Spectroscopy in chronic Tinnitus


Tinnitus is a condition where affected patients experience a persistent sound in one or both ears or in the head. 14% of adults suffer from chronic tinnitus, whereas 50% of all adults experience tinnitus in a silent environment (1). Apart from an objective Tinnitus in which an underlying physiological condition can be found, in a subjective tinnitus no source can be detected. The formation and the way how and why this disabling experience sustains remain unclear. We aim to add new findings to the current knowledge about the pathogenesis of tinnitus. While tinnitus often originates in the periphery, mechanisms of the central auditory pathway and of the auditory cortex have also been shown to be important in its generation, maintenance, and persistence. Changes in the homeostatic plasticity increasing the central gain are suspect to be part of the pathogenesis (2).

We focus on these mechanisms by researching the role of inhibition modulated by neurotransmitters in the auditory cortex in tinnitus patients. Earlier studies showed promising results in GABA concentration deficits in the auditory cortex of tinnitus patients (3-6). With our research we will extend those observations in that we will analyse the concentration and role of several different neurotransmitters in the auditory cortex and adjacent regions and how they differ in tinnitus vs. healthy subjects. Additionally, we will further explore neuroanatomical features and their influence on tinnitus. We use magnetic resonance spectroscopy (MRS) to analyse metabolites in the auditory cortex of our subjects. MRS is an innovative and promising approach that is based on the well-established magnetic resonance imaging (MRI) technology. MRS allows to inspect different tissues for the presence and concentration of numerous metabolites. Furthermore we analyse the neuroanatomic features in our subjects using MRI (7). To assess the hearing abilities of our subjects several hearing-tests will be applied.

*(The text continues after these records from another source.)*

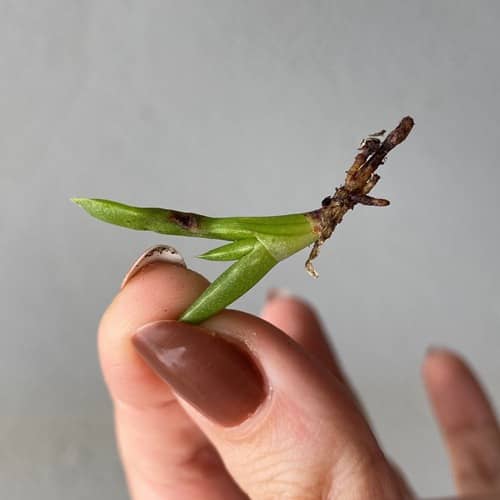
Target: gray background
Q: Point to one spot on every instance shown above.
(232, 107)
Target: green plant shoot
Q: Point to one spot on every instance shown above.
(257, 244)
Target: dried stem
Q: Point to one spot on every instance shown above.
(360, 180)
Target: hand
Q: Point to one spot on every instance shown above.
(261, 407)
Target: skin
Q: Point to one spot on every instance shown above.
(313, 442)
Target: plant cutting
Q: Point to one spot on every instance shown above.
(257, 244)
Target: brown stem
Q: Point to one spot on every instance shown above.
(360, 180)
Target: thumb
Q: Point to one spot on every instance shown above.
(284, 426)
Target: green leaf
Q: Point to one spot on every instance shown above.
(231, 251)
(231, 284)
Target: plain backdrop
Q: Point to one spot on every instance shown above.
(242, 108)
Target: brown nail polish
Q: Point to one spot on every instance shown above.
(212, 373)
(164, 253)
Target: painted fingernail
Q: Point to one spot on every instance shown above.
(157, 253)
(213, 374)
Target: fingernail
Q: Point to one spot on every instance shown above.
(157, 253)
(275, 293)
(213, 374)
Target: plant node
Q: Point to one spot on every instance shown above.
(359, 181)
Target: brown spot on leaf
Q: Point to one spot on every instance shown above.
(186, 220)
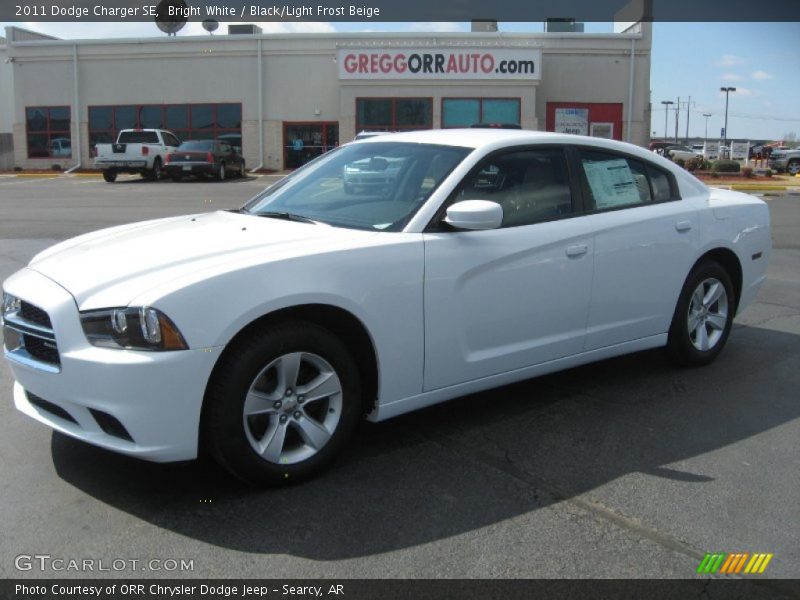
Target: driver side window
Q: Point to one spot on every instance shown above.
(530, 185)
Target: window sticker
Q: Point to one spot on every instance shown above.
(612, 183)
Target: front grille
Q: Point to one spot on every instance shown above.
(34, 314)
(29, 338)
(42, 349)
(53, 409)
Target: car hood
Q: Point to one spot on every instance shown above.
(111, 267)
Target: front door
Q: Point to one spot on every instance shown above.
(508, 298)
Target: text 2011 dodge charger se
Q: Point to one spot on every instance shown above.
(264, 334)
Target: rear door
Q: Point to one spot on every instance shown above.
(508, 298)
(645, 243)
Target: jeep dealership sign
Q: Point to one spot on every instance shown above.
(443, 63)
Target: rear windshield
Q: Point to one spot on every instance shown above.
(197, 145)
(138, 137)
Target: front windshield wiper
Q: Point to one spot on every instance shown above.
(286, 216)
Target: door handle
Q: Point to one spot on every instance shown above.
(577, 250)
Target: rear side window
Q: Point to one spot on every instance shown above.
(617, 181)
(662, 190)
(138, 137)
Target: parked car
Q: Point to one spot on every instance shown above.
(679, 152)
(363, 135)
(658, 147)
(265, 334)
(785, 159)
(376, 174)
(207, 158)
(140, 151)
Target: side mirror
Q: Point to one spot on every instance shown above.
(474, 215)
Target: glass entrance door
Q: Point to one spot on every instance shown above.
(303, 142)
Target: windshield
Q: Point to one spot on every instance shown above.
(196, 145)
(376, 186)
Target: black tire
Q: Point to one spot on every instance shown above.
(156, 172)
(685, 347)
(231, 439)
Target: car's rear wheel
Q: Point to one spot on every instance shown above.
(703, 316)
(282, 404)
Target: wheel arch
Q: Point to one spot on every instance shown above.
(729, 261)
(342, 323)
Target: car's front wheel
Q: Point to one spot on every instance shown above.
(704, 315)
(282, 403)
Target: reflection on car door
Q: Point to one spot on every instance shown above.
(508, 298)
(644, 247)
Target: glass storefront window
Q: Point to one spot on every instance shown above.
(464, 112)
(391, 114)
(48, 132)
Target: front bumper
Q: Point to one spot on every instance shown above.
(778, 165)
(120, 164)
(156, 396)
(191, 168)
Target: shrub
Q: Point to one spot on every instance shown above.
(698, 163)
(725, 166)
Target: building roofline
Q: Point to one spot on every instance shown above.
(497, 36)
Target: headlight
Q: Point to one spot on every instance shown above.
(138, 328)
(11, 304)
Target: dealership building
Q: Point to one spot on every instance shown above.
(286, 98)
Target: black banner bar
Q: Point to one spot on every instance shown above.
(383, 589)
(405, 11)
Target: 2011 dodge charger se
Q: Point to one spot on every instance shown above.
(266, 333)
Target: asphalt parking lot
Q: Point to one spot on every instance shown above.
(625, 468)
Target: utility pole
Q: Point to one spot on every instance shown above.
(666, 104)
(688, 110)
(727, 91)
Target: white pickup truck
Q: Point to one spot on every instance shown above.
(136, 151)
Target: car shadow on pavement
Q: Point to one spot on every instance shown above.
(472, 462)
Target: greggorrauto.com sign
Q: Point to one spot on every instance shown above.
(445, 63)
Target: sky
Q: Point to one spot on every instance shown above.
(689, 60)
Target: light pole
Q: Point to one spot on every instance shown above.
(727, 91)
(666, 104)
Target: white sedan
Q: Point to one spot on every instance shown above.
(265, 334)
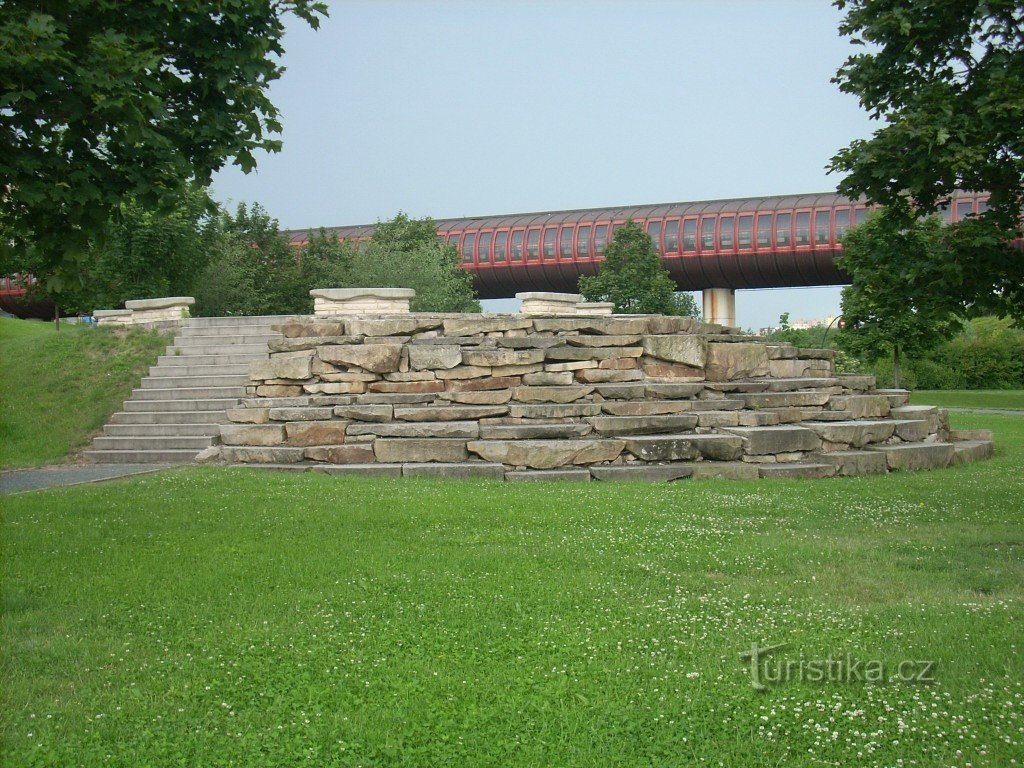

This all-embracing approach is new to the research of the role of metabolic changes in tinnitus and the insights gained will help to further understand the pathophysiology of tinnitus. If an inhibitory deficiency turns out to be responsible for causing or maintaining tinnitus a pharmacological or similar neuromodulatory intervention could be developed for a treatment.


1. Shargorodsky J, Curhan GC, Farwell WR. Prevalence and characteristics of tinnitus among US adults. Am J Med. 2010;123(8):711-8.

2. Sedley W. Tinnitus: Does gain explain? Neuroscience. 2019.

3. Sedley W, Parikh J, Edden RA, Tait V, Blamire A, Griffiths TD. Human Auditory Cortex Neurochemistry Reflects the Presence and Severity of Tinnitus. J Neurosci. 2015;35(44):14822-8.

4. Brozoski T, Odintsov B, Bauer C. Gamma-aminobutyric acid and glutamic acid levels in the auditory pathway of rats with chronic tinnitus: a direct determination using high resolution point-resolved proton magnetic resonance spectroscopy (H-MRS). Front Syst Neurosci. 2012;6:9.

5. Cacace AT, Silver SM. Applications of magnetic resonance spectroscopy to tinnitus research: initial data, current issues, and future perspectives. Prog Brain Res. 2007;166:71-81.

6. Cacace AT, Hu J, Romero S, Xuan Y, Burkard RF, Tyler RS. Glutamate is down-regulated and tinnitus loudness-levels decreased following rTMS over auditory cortex of the left hemisphere: A prospective randomized single-blinded sham-controlled cross-over study. Hear Res. 2017.

7. Scott-Wittenborn N, Karadaghy OA, Piccirillo JF, Peelle JE. A methodological assessment of studies that use voxel-based morphometry to study neural changes in tinnitus patients. Hear Res. 2017;355:23-32.